Fill out the missing parts of the code chunk (???
) to plot science score against time spent studying science.
pisa_au_science %>%
ggplot(aes(x = science_time, y = science, colour = science_fun)) +
geom_point(alpha = 0.1) +
facet_???(~ ???, ncol = 2) +
scale_colour_brewer("Enjoy science", palette = "Dark2") +
# convert x to log10 scale
scale_x_log10() +
theme(legend.position = "bottom") +
labs(title = "Relationship between science score and time spent studying it",
subtitle = "Students are grouped based on how much they enjoy science",
caption = "*x-axis is plotted on a log scale",
x = "Time spent studying science per week*",
y = "Science score")
# Answer
pisa_au_science %>%
ggplot(aes(x = science_time, y = science, colour = science_fun)) +
geom_point(alpha = 0.1) +
facet_wrap(~ science_fun, ncol = 2) +
scale_colour_brewer("Enjoy science", palette = "Dark2") +
# log-scale the x-axis
scale_x_log10() +
theme(legend.position = "bottom") +
ggtitle("Relationship between science score and time spent studying it") +
labs(subtitle = "Students are grouped based on how much they enjoy science",
caption = "*x-axis is plotted on a log scale") +
xlab("Time spent studying science per week*") +
ylab("Science score")
We want to explore the relationship between science score and the time spent studying and, of course, there will be some outliers, i.e., a small number of students who spend an extremely long time studying science each week. These outliers do not help to explain science scores. A log transformation on time spend studying science will ‘scale back’ these extreme values (think about how a positively skewed variable becomes more symmetric when you’ve taken the log of it), which will produce a more meaningful plot of science score against time spend studying science.
Based on the scatter plot of science score against (log) time spent studying science per week, conditional on the enjoyment of science:
# Answer
# * If you did not apply a log transformation to study time, how would you describe its distribution?

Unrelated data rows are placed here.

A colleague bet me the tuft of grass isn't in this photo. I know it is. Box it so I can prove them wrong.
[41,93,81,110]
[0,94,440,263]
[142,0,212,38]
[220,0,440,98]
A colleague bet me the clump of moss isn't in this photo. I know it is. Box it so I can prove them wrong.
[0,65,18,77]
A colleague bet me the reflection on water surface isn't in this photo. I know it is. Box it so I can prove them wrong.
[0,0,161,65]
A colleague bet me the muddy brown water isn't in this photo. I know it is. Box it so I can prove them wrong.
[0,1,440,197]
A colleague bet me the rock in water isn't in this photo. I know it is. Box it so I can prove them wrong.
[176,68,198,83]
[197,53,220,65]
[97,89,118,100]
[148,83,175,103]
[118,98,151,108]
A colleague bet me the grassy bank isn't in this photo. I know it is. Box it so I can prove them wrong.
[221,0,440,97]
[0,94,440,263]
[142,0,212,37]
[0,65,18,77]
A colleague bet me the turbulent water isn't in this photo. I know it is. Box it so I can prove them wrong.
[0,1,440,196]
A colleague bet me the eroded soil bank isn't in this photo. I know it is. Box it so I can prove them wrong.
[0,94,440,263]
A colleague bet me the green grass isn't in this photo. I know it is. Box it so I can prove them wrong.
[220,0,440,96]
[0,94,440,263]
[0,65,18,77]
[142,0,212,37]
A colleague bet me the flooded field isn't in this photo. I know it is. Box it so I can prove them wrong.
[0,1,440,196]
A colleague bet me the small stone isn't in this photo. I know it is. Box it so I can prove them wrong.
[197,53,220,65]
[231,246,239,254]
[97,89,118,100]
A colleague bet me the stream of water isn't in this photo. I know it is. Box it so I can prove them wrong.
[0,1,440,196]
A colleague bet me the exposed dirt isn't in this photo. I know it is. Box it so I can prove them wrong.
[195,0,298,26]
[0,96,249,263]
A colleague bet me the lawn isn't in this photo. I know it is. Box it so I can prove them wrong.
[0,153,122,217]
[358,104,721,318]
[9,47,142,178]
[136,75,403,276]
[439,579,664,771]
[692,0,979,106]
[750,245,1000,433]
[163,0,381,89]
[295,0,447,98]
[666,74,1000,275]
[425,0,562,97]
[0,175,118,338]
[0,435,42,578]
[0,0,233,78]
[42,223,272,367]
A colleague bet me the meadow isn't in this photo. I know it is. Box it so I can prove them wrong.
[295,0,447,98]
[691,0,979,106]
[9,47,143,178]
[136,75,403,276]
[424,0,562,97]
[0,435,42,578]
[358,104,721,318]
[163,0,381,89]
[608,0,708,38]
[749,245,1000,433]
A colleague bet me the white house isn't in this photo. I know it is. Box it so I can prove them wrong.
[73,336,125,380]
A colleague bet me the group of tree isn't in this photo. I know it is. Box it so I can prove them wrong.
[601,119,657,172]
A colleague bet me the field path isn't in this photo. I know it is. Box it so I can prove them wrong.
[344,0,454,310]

# - heavily positively skewed
# * Based on the log scaled x-axis, how would you describe the relationship between science score and time spent studying?
# - weak
# * Are students who enjoy science more likely to receive higher scores, given they spend equal amount of time studying science?
# - yes
Remove scale_x_log10() +
from the code chunk. What do you see?
# Answer
# There should be a cluster of data points on the left side of the plot as a handful of students spend a lot of time studying.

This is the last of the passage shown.